All you can do in the meantime is stay calm.

"The final Treasure is at the bottom of Mementos," you tell the rest of the Thieves quietly. This time, you do not explain how you know. "Stealing it and destroying that place is the only way to change the hearts of everyone at once."

It must be done.

Everyone winds their way to the lowest floors, trading off between running and Morgana's wheels. The air pressure shifts like a storm. Everyone else complains of the heaviness, but you only feel lighter; the electrical hum of power matches the beat of your blood, as if it has already started to recalibrate you like an instrument.

When you reach the Quarantine Cell, everything else seems to disappear in importance. It's a simple door, forged from reinforced steel and bolts that could resist an explosion without even a scratch. Nothing fancier than that - but you reach out your gloved fingers to touch it reverently. You've seen it before. It has always lurked at the bottom of your heart, and now that you're finally here, the only thing you feel is a sense of yearning and relief to to have returned.

For the first time, memories that have nothing to do with Tokyo begin to stir in your thoughts, unfolding with the same smooth grace as Arsene's wings in flight.

"Uh, hey, Joker." Ryuji clears his throat. The Thieves are all watching you curiously as you caress the grimy metal. "You okay? This doesn't look like a Treasure."

A final pat of the doorframe, and you turn back to the group. You almost wish you could hold your silence for even a second longer - but there's no time. The train has reached its station. The point of impact is here.

This is where I was born, you begin, and then tell them everything.

The Thieves accept the lack of your humanity with surprising speed. Futaba has already thrown herself at you before you're even finished, clinging to your side. You stroke her hair comfortingly and hope she won't miss you this much when you are dead.

"Everyone needs a beastman party member," she mumbles into your ribs. "We're just lucky to have two."

Morgana had slunk to the ground during your explanation, paws pressed against the floor. "All this time, I've been complaining about not being human," he admits, ears flattened in shame. "But you... you had the same problem, didn't you? You knew, and didn't make fun of me. I can't believe how stupid I was."

You shake your head, offering a rueful smile. "I told you, didn't I? It's not as important as you think."

But Futaba keeps hugging you and then Haru joins in, and then everyone does, Ryuji pounding his fist against your back, Ann's hair against your cheek, Yusuke's long arms bringing you all together. Makoto holds you tightest of all where she can reach, your hip against her stomach and her head pressed into your shoulder.

"I knew something was bothering you," she says fiercely, and then grips hard enough to bruise a kidney.

"You coulda told us!" Ryuji pulls at his mask to rub at his eyes. "Dude, you didn't have to try and deal with something like this alone!"

The only person who holds back is Morgana. He waits until everyone else has disentangled themselves, and then he waves insistently at your hand until you kneel, extending your arm out in curiosity. Without hesitation, he grabs your palm and sets it on his head, staring at you intently. It's confusing; he's never asked to be pet in public, and you've never assumed you should try.

Then, with a startled jolt, you realize what he's doing.

For some people, you remember him saying, this is the closest chance they get to actually touch someone else.

When you let your fingers slip away, ashamed at his insight, he catches them in his paws. "You were lonely too, weren't you," he says. "I'm sorry, Akira. I should have noticed. I should have seen."

Lonely.

The acknowledgement splits something open in your chest. It finds the tiny cracks left there from every quiet conversation you've had over the months - with Makoto, with Ryuji, with Sojiro and more - and rips apart all your careful control. It hurts to be seen; it hurts as much as you always thought it would, but you never expected this to be the source, or to be such a relief. You close your eyes tight; Arsene shudders under the revelation, unfurling himself from a tight ball of feathers into something new, something that stretches into every inch of your body and gives you the strength to lift your head again, to face the pulsing walls of Mementos and your fate.
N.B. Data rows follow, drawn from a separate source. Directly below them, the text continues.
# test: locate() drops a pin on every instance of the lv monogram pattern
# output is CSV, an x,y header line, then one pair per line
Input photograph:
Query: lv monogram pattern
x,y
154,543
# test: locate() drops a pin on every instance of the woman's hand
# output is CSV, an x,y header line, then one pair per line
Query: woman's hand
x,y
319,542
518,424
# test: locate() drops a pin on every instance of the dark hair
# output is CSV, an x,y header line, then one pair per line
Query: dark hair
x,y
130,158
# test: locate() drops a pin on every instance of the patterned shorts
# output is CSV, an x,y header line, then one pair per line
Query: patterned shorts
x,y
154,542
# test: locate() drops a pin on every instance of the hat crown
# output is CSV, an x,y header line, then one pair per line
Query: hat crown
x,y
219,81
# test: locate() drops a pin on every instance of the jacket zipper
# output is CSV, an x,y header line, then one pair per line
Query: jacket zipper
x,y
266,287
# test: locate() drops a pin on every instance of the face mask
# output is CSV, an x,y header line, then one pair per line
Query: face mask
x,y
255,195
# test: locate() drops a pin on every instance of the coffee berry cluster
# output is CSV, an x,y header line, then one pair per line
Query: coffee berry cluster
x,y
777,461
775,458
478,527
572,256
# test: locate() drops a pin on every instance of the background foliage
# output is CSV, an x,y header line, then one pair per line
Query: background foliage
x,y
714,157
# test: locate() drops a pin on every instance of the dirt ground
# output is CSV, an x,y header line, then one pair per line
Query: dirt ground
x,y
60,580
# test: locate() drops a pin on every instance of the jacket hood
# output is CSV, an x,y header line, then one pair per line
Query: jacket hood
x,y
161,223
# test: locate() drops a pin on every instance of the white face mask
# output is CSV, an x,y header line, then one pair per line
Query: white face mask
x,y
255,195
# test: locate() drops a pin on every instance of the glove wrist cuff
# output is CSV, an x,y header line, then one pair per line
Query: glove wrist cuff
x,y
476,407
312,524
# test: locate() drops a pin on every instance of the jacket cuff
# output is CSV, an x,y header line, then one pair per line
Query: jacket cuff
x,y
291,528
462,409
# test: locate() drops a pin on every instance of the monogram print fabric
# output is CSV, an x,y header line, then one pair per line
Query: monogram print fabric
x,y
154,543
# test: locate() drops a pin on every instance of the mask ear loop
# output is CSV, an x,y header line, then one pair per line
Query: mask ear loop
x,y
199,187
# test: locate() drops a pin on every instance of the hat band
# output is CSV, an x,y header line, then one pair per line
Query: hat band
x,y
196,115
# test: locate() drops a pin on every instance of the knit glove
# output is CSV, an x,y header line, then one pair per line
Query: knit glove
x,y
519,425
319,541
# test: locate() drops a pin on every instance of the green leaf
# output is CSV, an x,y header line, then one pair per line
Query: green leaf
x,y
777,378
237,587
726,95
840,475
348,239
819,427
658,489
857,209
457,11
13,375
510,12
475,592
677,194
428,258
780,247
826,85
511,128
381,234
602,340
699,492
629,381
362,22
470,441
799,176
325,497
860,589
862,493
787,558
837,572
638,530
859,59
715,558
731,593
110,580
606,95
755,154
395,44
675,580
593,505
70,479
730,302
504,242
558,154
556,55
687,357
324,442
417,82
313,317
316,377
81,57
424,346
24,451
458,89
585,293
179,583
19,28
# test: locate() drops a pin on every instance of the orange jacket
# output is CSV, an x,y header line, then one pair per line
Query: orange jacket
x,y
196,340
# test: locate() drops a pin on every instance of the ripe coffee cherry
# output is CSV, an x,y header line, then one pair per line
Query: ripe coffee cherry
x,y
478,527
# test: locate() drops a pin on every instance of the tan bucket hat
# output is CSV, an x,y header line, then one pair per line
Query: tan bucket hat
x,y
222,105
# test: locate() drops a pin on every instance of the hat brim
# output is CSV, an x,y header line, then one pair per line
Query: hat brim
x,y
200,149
You rise to your feet and look at them all, lined up and ready to remake reality if they must. They've all come such a long way. You owe it to them not to flinch now.

Makoto is already working through the practical ramifications, her logical mind analyzing and reordering the details of your confession. "Does that mean that your whole arrest record isn't real?"

Your throat is sticky; you clear it, focusing back at the task at hand. "It wasn't a coincidence that my master chose Shido as the culprit. There was an assault. There was a victim. But," you continue softly, "I wasn't there to stop it. I'm sorry."

Comprehension hits Makoto like a slap. She winces visibly, and then looks away.

Over the years, the full extent of Shido's network has allowed for thousands and thousands of crimes to be brushed away and buried. Unrecorded forever, they slip between the courts, leaving a history of scars which people cover silently and try to force themselves to forget.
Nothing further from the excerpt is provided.